He became obsessed with Hitchcock. You can especially see that in the documentary De Palma, by Noah Baumbach. He is constantly referring to him. He was entranced by the way Hitchcock told the story, the cinematic language; the camera moves, the use of color, the way it was lit, the way it was cut. It fascinated him. He bailed on his engineering career and decided to follow his passion.
He enrolled at Sarah Lawrence College as a graduate student in their theater department and began digging deeper into Hitchock, the Maysles Brothers, Antonioni, Godard, and even Warhol — all of which inspired him to begin applying the lessons to his own short and independent films.
In his post-college years, he paid the bills by making small films and documentaries. He made one about an art exhibit for MOMA, another for the NAACP, and even one for the Treasury Department.
He eventually graduated to feature films and his first success to be noticed by Hollywood was the 1968 underground comedy Greetings starring a young Robert De Niro. It was about young men trying to avoid the Vietnam War, an issue De Palma was dealing with in real life. He would end up telling the recruiters he was a communist with homosexual thoughts in order to dodge the draft.
Greetings has a special place in the history of cinema. In 1968, the Motion Picture Association of America established the ratings system and Greetings was the first picture to ever receive an X.

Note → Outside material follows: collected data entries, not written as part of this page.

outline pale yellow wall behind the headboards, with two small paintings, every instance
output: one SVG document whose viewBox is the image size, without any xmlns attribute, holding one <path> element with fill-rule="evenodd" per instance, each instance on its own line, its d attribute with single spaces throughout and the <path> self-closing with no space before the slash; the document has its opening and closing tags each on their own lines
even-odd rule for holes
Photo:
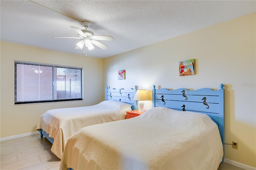
<svg viewBox="0 0 256 170">
<path fill-rule="evenodd" d="M 225 87 L 224 157 L 256 167 L 256 14 L 216 24 L 103 60 L 104 86 L 152 90 Z M 196 75 L 179 76 L 178 61 L 195 59 Z M 126 80 L 117 71 L 126 69 Z M 148 102 L 146 109 L 151 107 Z"/>
</svg>

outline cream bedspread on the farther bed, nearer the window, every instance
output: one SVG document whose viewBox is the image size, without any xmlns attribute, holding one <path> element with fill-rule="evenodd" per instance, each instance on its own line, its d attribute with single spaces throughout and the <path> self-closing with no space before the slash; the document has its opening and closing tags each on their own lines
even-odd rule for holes
<svg viewBox="0 0 256 170">
<path fill-rule="evenodd" d="M 103 101 L 97 105 L 52 109 L 41 115 L 36 130 L 43 129 L 54 138 L 51 151 L 61 159 L 68 138 L 83 127 L 125 119 L 131 105 Z"/>
</svg>

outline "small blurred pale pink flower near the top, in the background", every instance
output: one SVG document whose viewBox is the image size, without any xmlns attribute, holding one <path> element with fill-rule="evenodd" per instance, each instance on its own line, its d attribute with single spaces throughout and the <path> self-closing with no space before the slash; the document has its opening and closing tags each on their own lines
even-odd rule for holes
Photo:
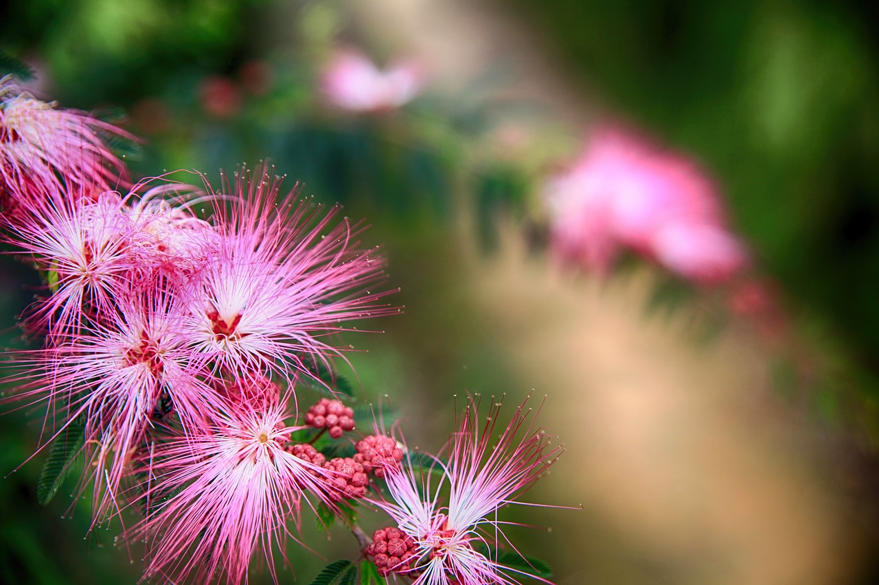
<svg viewBox="0 0 879 585">
<path fill-rule="evenodd" d="M 404 61 L 380 71 L 366 55 L 340 51 L 323 70 L 323 93 L 340 108 L 353 112 L 393 110 L 421 91 L 421 69 Z"/>
</svg>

The success of Greetings got him invited to Hollywood where he would truly begin his career. While having his fair share of difficulties dealing with the studio system it would be during this time that he would find his place as a member of the most legendary group of American filmmakers there ever was or will be: The Movie Brats. George Lucas, John Carpenter, Martin Scorsese, Peter Bogdanovich, Steven Spielburg, Paul Schrader, David Lynch, Wes Craven, James Cameron, Joe Dante, Ron Howard, John Sayles, Robert Altman, Francis Ford Coppola, John Cassavetes, and Jonathan Demme were just a few of the names to come out of this decade of filmmaking genius.
De Palma would spend his entire career fighting against the ratings system. All of his movies are loaded with sex and violence. There is a reason this is Tarantino’s hero. However, it is what lies beneath this blood-soaked crowd-pleasing surface that makes Palma such a legend.

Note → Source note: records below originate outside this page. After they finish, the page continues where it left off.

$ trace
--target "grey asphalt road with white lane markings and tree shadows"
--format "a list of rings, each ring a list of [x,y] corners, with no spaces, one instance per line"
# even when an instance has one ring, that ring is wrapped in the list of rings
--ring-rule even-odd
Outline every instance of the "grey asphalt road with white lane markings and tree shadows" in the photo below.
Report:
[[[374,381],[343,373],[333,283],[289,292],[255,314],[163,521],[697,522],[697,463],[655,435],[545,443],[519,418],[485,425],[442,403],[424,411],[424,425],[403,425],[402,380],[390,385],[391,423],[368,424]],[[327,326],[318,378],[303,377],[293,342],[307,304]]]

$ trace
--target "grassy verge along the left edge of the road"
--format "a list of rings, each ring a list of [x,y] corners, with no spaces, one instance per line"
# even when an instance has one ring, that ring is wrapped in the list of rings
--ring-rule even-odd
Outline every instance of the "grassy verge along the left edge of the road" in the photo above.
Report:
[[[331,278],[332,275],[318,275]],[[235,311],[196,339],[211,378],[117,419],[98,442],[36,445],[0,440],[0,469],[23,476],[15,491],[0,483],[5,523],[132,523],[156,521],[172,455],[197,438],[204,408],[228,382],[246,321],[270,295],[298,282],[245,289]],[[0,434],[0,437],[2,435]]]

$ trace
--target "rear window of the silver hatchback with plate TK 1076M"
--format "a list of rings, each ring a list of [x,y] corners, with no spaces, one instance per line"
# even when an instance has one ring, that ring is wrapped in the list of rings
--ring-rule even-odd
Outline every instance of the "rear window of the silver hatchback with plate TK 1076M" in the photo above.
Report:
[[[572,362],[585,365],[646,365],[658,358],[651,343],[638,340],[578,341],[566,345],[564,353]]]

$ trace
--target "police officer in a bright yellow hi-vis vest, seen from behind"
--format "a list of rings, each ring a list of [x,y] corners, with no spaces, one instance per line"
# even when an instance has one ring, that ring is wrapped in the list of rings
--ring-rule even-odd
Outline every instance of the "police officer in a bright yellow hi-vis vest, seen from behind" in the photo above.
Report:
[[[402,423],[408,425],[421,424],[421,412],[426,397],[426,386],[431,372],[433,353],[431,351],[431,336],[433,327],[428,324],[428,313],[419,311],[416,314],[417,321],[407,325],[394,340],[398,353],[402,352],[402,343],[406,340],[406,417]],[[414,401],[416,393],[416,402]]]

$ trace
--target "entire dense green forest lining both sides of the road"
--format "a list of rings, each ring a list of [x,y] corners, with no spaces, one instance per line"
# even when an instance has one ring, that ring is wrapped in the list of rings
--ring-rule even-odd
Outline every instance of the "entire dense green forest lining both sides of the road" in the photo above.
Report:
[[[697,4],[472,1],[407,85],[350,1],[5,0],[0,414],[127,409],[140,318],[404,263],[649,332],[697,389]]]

De Palma is a master of the build up. He relishes the moments before the action. If you have ever seen one of his movies you will know what I am talking about; the moments before Carrie takes over the dance, Tony Montana shoots it out in the mansion, or Agent Elliot Ness chases the baby carriage down the stairs.
He is a brilliant visual artist. He is famous for his iconic set pieces and despises the traditional shooting strategies. He never simply shoots coverage; wide shots, medium shots, close ups. He searches for the most meaningful, impactful, and cutting edge ways to make each and every shot in a scene.
He was a bold and unapologetic storyteller who explored the realities of war, violence, helplessness, the thrills of voyeurism, and the consequences of oppression throughout his films.
He was ahead of his time. Many of his movies were not appreciated by critics or successful at the box offices during their release, but have come to be widely accepted (at the very least) as cult classics and (at the very most) as cinematic masterpieces.
He was prolific. De Palma has directed over 40 movies, so we aren’t going to go through all of them here, but here is his top 10 greatest films according to Rotten Tomatoes:
Dressed to Kill 84%
Blow Out 91%
So, what’s your opinion? Is he a misogynistic, bloodthirsty, B-movie director? Or is he an artist and one of the all-time greats? Do you agree with the Rotten Tomatoes top ten list? What’s your favorite De Palma movie?